長さ290mmのジグ(J1)を使って組むよりも、もっと正確に正三角形を求めるには、フレーム用の長い寸切りボルトと直交ブラケット・パーツ、短めの寸切りボルト(またはM8ボルト)を写真イメージのように組み合わせて、隣り同士の頂点パーツ間の穴と穴の間隔(中心間320mm)を出すためのジグを用意します。

この320mmのジグを使って横に連結するΦ8の穴の位置が正確に出ているか、実際にジグのボルトを2つの穴に差し込んで確かめます。もし抜き差しに抵抗を感じるようなら頂点パーツを固定しているナットを調整して間隔を合わせ込みます。これを三辺の全てに対して繰り返し行えば、正確な三角フレームが組み上がります。この後、各ナットには少量の緩み止め剤を垂らしておくと良いでしょう。

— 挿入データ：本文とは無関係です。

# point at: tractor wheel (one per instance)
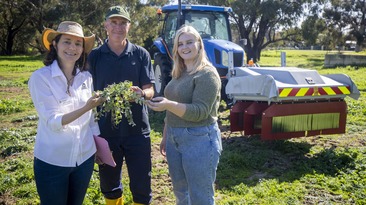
(162, 71)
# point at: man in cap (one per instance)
(115, 61)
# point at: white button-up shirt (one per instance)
(71, 144)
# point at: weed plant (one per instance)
(327, 169)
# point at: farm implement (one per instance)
(288, 102)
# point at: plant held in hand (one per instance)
(119, 98)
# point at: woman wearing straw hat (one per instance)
(62, 95)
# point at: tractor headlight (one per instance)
(225, 58)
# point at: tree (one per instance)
(259, 21)
(13, 19)
(22, 21)
(349, 16)
(311, 28)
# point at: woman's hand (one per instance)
(95, 101)
(158, 104)
(138, 91)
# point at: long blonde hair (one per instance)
(200, 61)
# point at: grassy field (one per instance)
(328, 169)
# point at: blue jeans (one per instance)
(193, 155)
(62, 185)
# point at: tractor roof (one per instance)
(170, 8)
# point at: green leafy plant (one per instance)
(119, 98)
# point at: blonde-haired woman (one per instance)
(191, 137)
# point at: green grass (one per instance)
(328, 169)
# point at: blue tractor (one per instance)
(212, 22)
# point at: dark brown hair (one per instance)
(52, 55)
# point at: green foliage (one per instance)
(119, 98)
(327, 169)
(10, 106)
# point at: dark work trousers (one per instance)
(135, 150)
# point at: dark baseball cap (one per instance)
(117, 11)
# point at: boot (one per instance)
(118, 201)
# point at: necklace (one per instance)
(69, 83)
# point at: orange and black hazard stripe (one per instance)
(314, 91)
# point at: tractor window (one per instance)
(211, 25)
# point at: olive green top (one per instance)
(201, 94)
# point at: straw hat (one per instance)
(70, 28)
(117, 11)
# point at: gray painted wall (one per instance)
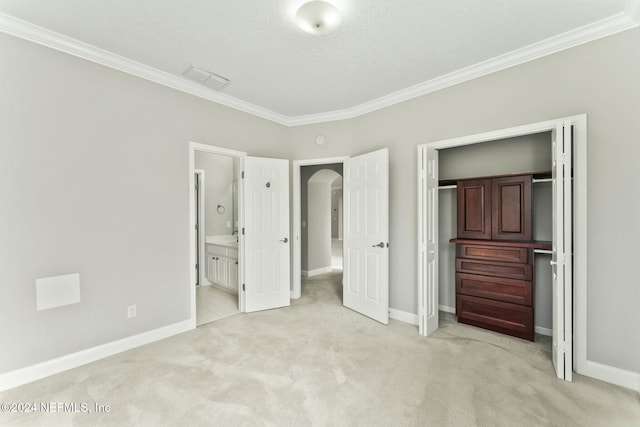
(218, 190)
(94, 180)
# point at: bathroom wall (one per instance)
(218, 188)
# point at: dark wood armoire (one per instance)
(494, 254)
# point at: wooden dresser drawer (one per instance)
(509, 270)
(511, 319)
(494, 253)
(497, 288)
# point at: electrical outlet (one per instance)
(131, 311)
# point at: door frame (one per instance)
(205, 148)
(296, 227)
(200, 173)
(579, 123)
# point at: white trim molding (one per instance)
(403, 316)
(617, 376)
(622, 21)
(317, 271)
(64, 363)
(447, 309)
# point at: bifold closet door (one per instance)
(561, 258)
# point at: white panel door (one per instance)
(561, 259)
(266, 234)
(366, 235)
(428, 250)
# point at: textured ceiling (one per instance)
(381, 47)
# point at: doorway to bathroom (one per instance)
(216, 235)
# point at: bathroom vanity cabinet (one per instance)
(222, 266)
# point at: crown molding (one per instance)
(622, 21)
(57, 41)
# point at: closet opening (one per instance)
(558, 214)
(517, 278)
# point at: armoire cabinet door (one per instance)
(474, 209)
(511, 208)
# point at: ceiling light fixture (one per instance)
(318, 17)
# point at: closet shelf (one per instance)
(533, 244)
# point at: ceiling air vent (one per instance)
(207, 78)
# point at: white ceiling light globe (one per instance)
(318, 17)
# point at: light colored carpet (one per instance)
(319, 364)
(214, 304)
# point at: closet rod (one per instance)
(542, 251)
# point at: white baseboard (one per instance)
(317, 271)
(447, 309)
(617, 376)
(63, 363)
(403, 316)
(543, 331)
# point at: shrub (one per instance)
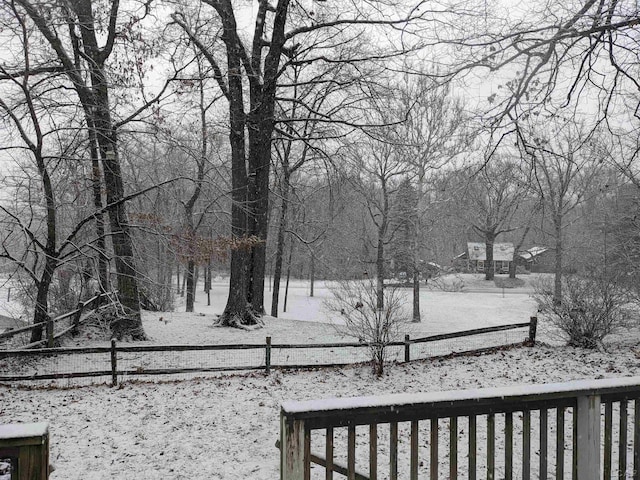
(593, 306)
(356, 303)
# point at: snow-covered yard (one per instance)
(225, 427)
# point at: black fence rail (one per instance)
(117, 363)
(55, 327)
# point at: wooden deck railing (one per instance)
(426, 435)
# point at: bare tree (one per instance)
(435, 132)
(283, 34)
(565, 160)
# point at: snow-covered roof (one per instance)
(501, 251)
(532, 252)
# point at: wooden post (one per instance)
(267, 357)
(76, 318)
(587, 444)
(114, 364)
(533, 327)
(28, 446)
(291, 449)
(49, 326)
(407, 348)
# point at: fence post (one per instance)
(292, 461)
(407, 348)
(533, 327)
(49, 326)
(114, 364)
(587, 445)
(76, 318)
(267, 356)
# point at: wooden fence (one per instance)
(440, 426)
(73, 316)
(114, 361)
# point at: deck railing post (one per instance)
(587, 444)
(292, 448)
(533, 327)
(407, 348)
(114, 364)
(267, 357)
(49, 326)
(76, 318)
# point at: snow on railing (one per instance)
(423, 434)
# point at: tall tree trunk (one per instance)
(129, 324)
(101, 243)
(286, 288)
(312, 272)
(380, 271)
(41, 313)
(277, 273)
(191, 289)
(557, 280)
(489, 268)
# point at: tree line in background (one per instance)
(147, 144)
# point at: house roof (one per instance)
(532, 252)
(501, 251)
(9, 322)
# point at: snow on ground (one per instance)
(226, 428)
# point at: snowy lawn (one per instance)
(225, 428)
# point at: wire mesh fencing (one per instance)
(123, 363)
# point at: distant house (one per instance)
(475, 258)
(7, 323)
(537, 259)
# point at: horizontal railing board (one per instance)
(54, 376)
(386, 408)
(467, 333)
(162, 371)
(15, 331)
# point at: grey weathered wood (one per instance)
(560, 443)
(491, 446)
(608, 438)
(414, 451)
(393, 451)
(351, 453)
(636, 439)
(533, 328)
(434, 449)
(329, 454)
(267, 356)
(373, 451)
(622, 443)
(543, 444)
(407, 348)
(574, 473)
(508, 446)
(29, 444)
(453, 448)
(588, 445)
(114, 363)
(526, 445)
(307, 455)
(472, 447)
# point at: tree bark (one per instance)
(557, 280)
(277, 273)
(489, 268)
(191, 289)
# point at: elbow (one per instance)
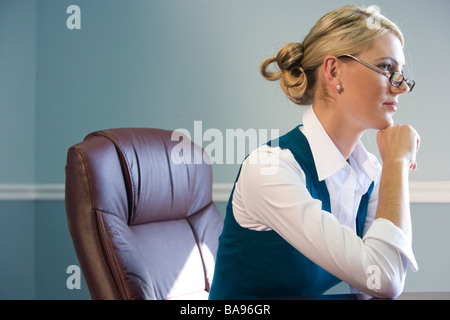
(384, 285)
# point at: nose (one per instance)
(402, 88)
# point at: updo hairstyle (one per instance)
(348, 30)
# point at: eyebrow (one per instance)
(394, 61)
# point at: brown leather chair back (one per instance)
(143, 226)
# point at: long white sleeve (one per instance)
(281, 202)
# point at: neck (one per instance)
(341, 131)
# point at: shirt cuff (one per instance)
(384, 230)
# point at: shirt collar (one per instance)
(323, 149)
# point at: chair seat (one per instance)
(143, 226)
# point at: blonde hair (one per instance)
(347, 30)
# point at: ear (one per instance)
(331, 71)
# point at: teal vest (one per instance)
(261, 264)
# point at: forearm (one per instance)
(393, 203)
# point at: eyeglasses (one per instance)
(395, 78)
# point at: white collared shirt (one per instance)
(268, 200)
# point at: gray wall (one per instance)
(167, 64)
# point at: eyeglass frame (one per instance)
(396, 83)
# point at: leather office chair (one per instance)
(143, 227)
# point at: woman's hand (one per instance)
(399, 143)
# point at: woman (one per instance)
(329, 212)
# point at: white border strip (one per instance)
(420, 192)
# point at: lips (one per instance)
(391, 105)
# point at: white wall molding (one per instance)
(420, 192)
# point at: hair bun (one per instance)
(293, 77)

フレームの組み立てはガラス・テーブルなど、平滑な厚みのあるガラス板の上で行うことをお勧めします。上記のようにして揃えた三角フレームを長い寸切りネジで実際に横に連結した時に脚がガタつくとしたら、その原因は三角フレームの部分以外の寸法の差による歪みで、注意深く組み上げ直せば解消することが出来ます。

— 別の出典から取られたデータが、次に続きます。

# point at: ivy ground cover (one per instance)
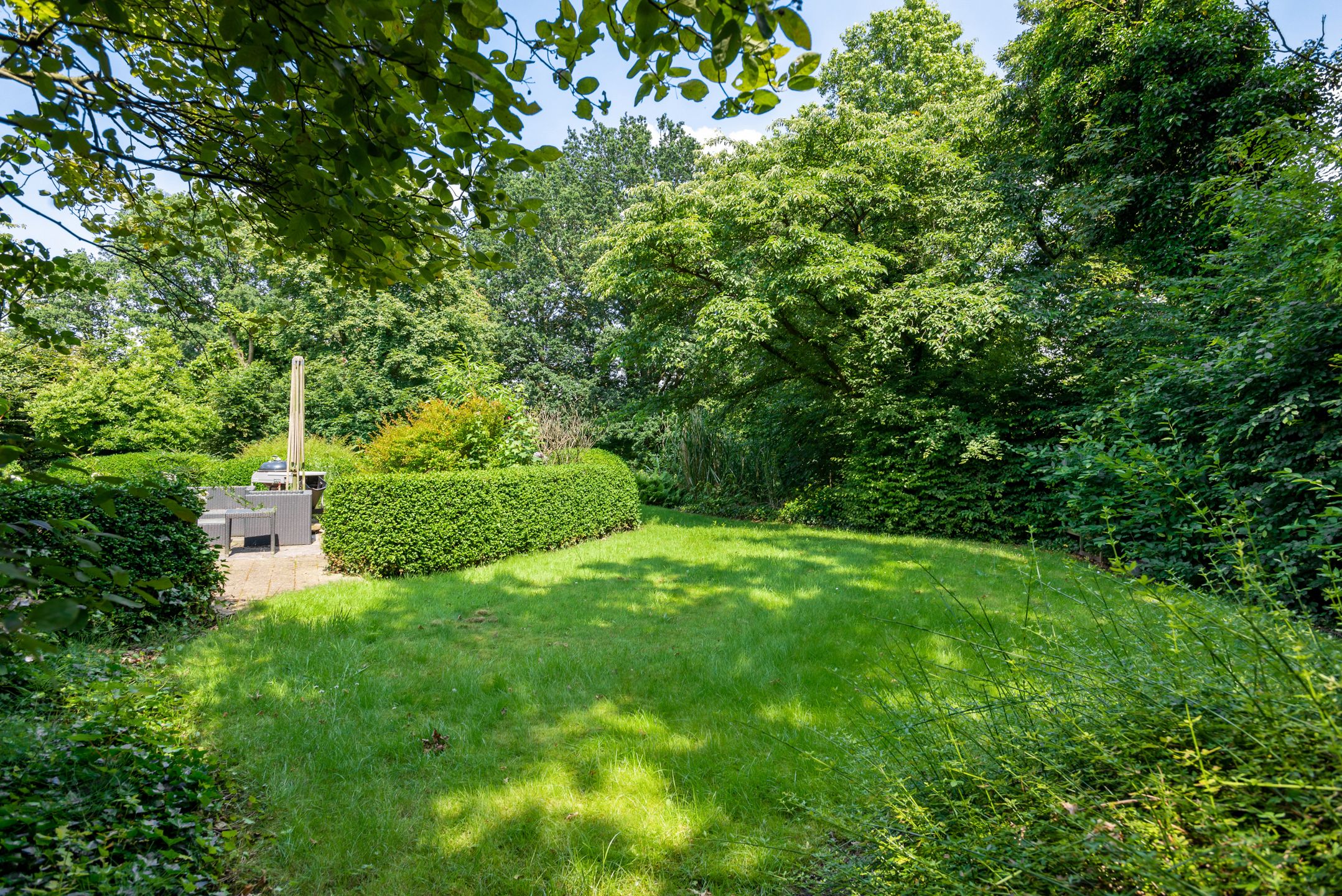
(643, 714)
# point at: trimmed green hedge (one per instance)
(417, 523)
(203, 470)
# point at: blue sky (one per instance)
(988, 23)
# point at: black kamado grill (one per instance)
(273, 475)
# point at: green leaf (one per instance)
(763, 101)
(795, 27)
(694, 89)
(804, 65)
(53, 616)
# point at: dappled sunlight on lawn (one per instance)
(628, 716)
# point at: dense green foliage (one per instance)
(103, 791)
(1191, 749)
(375, 167)
(475, 434)
(332, 458)
(552, 329)
(140, 400)
(416, 523)
(1121, 112)
(902, 59)
(160, 566)
(830, 289)
(951, 305)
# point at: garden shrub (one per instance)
(152, 464)
(101, 793)
(1190, 746)
(477, 434)
(140, 537)
(144, 401)
(417, 523)
(659, 488)
(333, 458)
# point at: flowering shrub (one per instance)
(478, 434)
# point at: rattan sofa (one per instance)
(293, 513)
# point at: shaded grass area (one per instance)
(630, 716)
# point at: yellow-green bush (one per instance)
(416, 523)
(477, 434)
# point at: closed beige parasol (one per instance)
(296, 423)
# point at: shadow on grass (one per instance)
(639, 714)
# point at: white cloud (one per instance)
(714, 141)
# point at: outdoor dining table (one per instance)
(230, 515)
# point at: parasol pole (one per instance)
(296, 423)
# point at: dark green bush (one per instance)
(137, 536)
(417, 523)
(100, 791)
(333, 458)
(1190, 746)
(659, 488)
(328, 455)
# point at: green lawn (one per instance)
(605, 707)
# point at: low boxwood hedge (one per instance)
(202, 470)
(417, 523)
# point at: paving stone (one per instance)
(254, 573)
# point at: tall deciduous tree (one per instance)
(552, 326)
(365, 133)
(1120, 110)
(843, 269)
(902, 59)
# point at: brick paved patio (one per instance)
(254, 573)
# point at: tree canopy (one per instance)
(365, 134)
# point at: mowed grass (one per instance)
(628, 716)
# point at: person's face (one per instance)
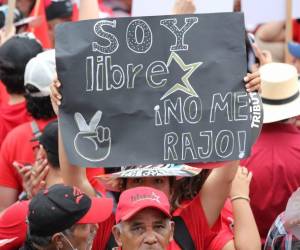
(159, 183)
(81, 238)
(148, 229)
(24, 6)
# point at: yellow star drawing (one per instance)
(185, 86)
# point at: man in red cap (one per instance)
(143, 220)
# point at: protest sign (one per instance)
(262, 11)
(152, 90)
(158, 7)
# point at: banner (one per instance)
(155, 90)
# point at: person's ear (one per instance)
(172, 225)
(117, 234)
(57, 241)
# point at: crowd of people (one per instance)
(48, 203)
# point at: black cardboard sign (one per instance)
(161, 89)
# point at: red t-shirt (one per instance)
(226, 233)
(296, 31)
(18, 146)
(275, 164)
(191, 213)
(11, 116)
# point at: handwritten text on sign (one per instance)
(156, 90)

Y軸モーター・マウント: Y軸用モーターを固定するプレートは、十分な強度を確保するために形状にアレンジを加えて厚みも増してあります。そこで、Prusa組み立てマニュアルの説明に従って下図のように組み立てた場合、ベルトがモーター本体から遠ざかるという状態になってしまいます。一方、モーターの振動を抑えるにはベルトがモーターに近くなければなりません。

そこで、次の写真のように組み立てることを推奨します。モーターを固定する六角穴付ボルトの頭部はプレートに完全に埋没しているため、ベルトがプレートのすぐ近くを行き交っても引っ掛かるようなことがありません。(写真のクリックで拡大画面が開きます。)
プレートとアイドラー・ベアリングの間にはワッシャーを2枚挟みます。もう少し隙間を開けたいなら、さらに1枚加えてみてください。
蛇足ですが、ベアリング・ガイドは互いに嵌め合うスリーブ内外の僅かな凹凸を紙やすりなどで調整しておくと良いでしょう。確実なベアリングの保持のためにベアリング・ガイドどうしを接着するなら、少量のエポキシ接着剤を使ってみてください。ちなみに、スーパー・セメダインは向きませんでした。

三角フレームの結合: 同一に組み上げた正三角形のフレーム2つに2本×3ペアの寸切りボルトを通します。下の写真はひどくズボラにやっている例なので、参考にならないと言われても仕方ありません…。



これで、まがりなりにもプリズムの形になりました。

三角フレームの角パーツのそれぞれの内側の間隔は長さ243mmのジグ(J2′)に合わせてください。GM Prusa(Prusa Iteration 2系)にはオリジナルのJ2ジグ(長さ234mm)は適合しません。

X軸アセンブリーの両端にシャフトを差し込んだ時、Z軸シャフト中心間の距離はX軸シャフトの長さ(推奨400mm)マイナス5mmになります。これから算出したものがJ2’ジグの長さ243mmなのですが、M8ワッシャーの厚みの差などの影響を受けるため幾らかの誤差を生じると思います。

実際にはフレーム全体の横幅はZ軸シャフトの間隔によって自動的に決まり、2つの三角フレーム間の距離もそれに従って調整することになります。